According to Leire Goñi Ciaurriz, a researcher at the development of the so-called intelligent packaging, active packaging, the design of edible coatings and the application of nanotechnology, explained the researcher at the School de Ciencias, Leire Goñi Ciaurriz. presentation "New consumer habits have led to an evolution in packaging: there is a demand for food that can be prepared quickly, packaging that allows movement, the movement of people, that extends the shelf life of food, that provides more information about the product, that is as natural as possible and that is environmentally friendly," said the researcher.
An intelligent package contains external or internal indicators that provide information about the history and/or properties and condition of the packaged food. An active package incorporates antioxidant, antimicrobial, etc. components that absorb or release substances that protect the food, extending its consumption deadline . Edible coatings technology consists of the application of a transparent, edible, biodegradable film that is structured around the food and acts as packaging without generating plastic waste. And nanotechnology improves the quality of the packaging: it improves moisture and temperature resistance conditions; and it protects the product. "Its development aims to provide a solution to the economic, ethical and environmental problem of wasting 1,300 million tons of food a year, as well as enabling an approach to the claims of the consumer in the modern world, with the packaging itself signaling the quality or the events that have marked the processing of the product and extending the shelf life of the product," added Leire Goñi.
Those attending the course were also able to learn about the types of plastics that wrap food and the recycling processes for these materials, which aim to obtain materials of optimum quality and purity in order to obtain new products.
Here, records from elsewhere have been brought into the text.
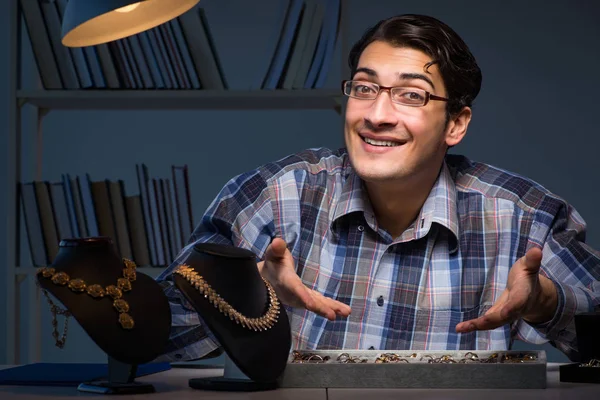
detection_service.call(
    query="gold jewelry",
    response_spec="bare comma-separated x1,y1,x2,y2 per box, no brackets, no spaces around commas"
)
174,264,279,331
37,258,136,332
35,286,71,349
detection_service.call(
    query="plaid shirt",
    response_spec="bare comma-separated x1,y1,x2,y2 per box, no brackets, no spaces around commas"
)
157,149,600,361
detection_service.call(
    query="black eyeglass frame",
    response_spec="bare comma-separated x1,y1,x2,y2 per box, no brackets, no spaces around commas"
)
342,79,450,107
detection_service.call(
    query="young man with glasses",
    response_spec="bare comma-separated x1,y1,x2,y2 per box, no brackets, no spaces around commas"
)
159,15,600,359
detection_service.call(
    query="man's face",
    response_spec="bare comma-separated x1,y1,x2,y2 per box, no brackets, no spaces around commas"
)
344,42,454,182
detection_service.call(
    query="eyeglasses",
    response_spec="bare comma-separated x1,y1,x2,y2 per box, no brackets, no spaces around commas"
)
342,80,449,107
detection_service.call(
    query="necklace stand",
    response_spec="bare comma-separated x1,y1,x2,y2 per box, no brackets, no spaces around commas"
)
77,356,155,394
189,353,278,392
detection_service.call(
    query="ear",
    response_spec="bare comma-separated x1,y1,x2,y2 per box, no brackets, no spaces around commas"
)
446,107,472,147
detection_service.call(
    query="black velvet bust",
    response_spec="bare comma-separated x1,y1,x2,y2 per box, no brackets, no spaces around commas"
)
37,237,171,364
173,243,291,382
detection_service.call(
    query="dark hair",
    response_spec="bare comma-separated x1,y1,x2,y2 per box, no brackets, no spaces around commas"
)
348,14,481,117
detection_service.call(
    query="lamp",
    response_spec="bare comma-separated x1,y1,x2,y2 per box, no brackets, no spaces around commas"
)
62,0,199,47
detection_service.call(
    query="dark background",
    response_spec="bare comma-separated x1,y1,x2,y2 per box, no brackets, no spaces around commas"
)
0,0,600,364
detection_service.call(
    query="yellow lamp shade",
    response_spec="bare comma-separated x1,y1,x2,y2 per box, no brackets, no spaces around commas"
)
62,0,199,47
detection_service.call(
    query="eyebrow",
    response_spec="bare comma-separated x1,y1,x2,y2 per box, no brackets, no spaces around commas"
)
355,67,435,90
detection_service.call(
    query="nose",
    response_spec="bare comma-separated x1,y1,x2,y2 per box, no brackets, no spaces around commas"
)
365,89,398,128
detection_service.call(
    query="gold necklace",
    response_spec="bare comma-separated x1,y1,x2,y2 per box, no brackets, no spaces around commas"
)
174,264,279,331
36,258,136,349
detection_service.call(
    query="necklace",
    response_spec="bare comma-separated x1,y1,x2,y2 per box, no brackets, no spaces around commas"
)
174,264,279,331
36,258,136,349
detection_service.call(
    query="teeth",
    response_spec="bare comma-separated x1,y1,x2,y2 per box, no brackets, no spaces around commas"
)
363,137,400,147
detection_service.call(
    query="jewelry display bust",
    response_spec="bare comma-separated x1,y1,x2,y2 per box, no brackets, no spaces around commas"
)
173,243,291,385
36,237,171,365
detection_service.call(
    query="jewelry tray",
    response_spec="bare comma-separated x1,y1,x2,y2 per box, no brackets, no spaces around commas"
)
280,350,547,389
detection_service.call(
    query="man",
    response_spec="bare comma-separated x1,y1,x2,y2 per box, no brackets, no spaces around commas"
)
159,15,600,360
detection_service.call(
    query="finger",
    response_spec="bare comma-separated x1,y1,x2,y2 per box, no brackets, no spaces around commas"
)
265,238,287,261
520,247,542,273
456,306,515,333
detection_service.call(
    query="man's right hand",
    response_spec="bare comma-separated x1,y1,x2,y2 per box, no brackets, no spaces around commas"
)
258,238,350,321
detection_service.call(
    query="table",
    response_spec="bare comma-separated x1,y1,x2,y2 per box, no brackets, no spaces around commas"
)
0,363,600,400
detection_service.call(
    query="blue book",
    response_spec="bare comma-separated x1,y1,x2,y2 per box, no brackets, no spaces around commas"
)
0,363,171,387
304,0,337,89
263,0,304,89
314,0,340,89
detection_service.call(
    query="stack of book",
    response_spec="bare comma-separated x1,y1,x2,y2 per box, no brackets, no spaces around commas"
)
20,0,341,90
20,0,227,90
19,164,194,267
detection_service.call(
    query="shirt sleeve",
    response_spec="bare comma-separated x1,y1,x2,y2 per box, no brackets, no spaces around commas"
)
516,200,600,360
156,170,274,362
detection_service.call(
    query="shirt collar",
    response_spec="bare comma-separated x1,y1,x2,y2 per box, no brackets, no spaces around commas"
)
331,162,458,253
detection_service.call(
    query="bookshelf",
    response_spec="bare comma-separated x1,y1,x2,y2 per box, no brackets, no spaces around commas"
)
17,89,342,110
4,0,348,364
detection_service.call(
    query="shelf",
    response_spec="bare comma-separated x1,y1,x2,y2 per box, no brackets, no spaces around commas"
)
17,89,342,112
15,267,166,278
As explained by the teacher and course director, Itziar Vélaz, 41% of the plastic materials recycled in Spain are reused in construction materials (pipes, profiles, etc.); 22% goes to other markets (footwear, hangers), 14% is used in new packaging and another 9.5% is used in urban furniture.
"The first step to reduce plastic deposits in landfills through recycling is to separate them at source and this requires the partnership citizen and companies, "says Dr. Itziar Vélaz. Plastic bottles and containers, tin cans and beverage cans, yogurt containers, plastic bags, film, cosmetic and hygiene tubes and jars, metal lids, tetrabricks and packaging trays should be deposited in the yellow container. From there, a whole recycling process begins, which can be mechanical, chemical or energy recovery.
"All the material is transported to a plant, where it is separated by type. It is shredded, washed, dried and centrifuged. The material is then homogenized with a mechanical process to obtain a product of uniform color and texture and extruded into long filaments, which are cooled and cut into small pellets (pellets), which are stored in sacks as subject raw material for new applications. Depending on the quantity and diversity of additives in the original plastic, a recycled plastic of greater or lesser purity will be obtained. In this sense, the plastic we choose for our consumer products does not have to be the same for subject ," explains Vélaz. Chemical recycling is complementary to mechanical recycling and consists of depolymerizing the polymers in the starting units, purifying the original plastics and even obtaining industrially useful gases and fuels. Finally, there is the energy recovery process, which allows energy to be obtained in the form of heat and the generation of fuels.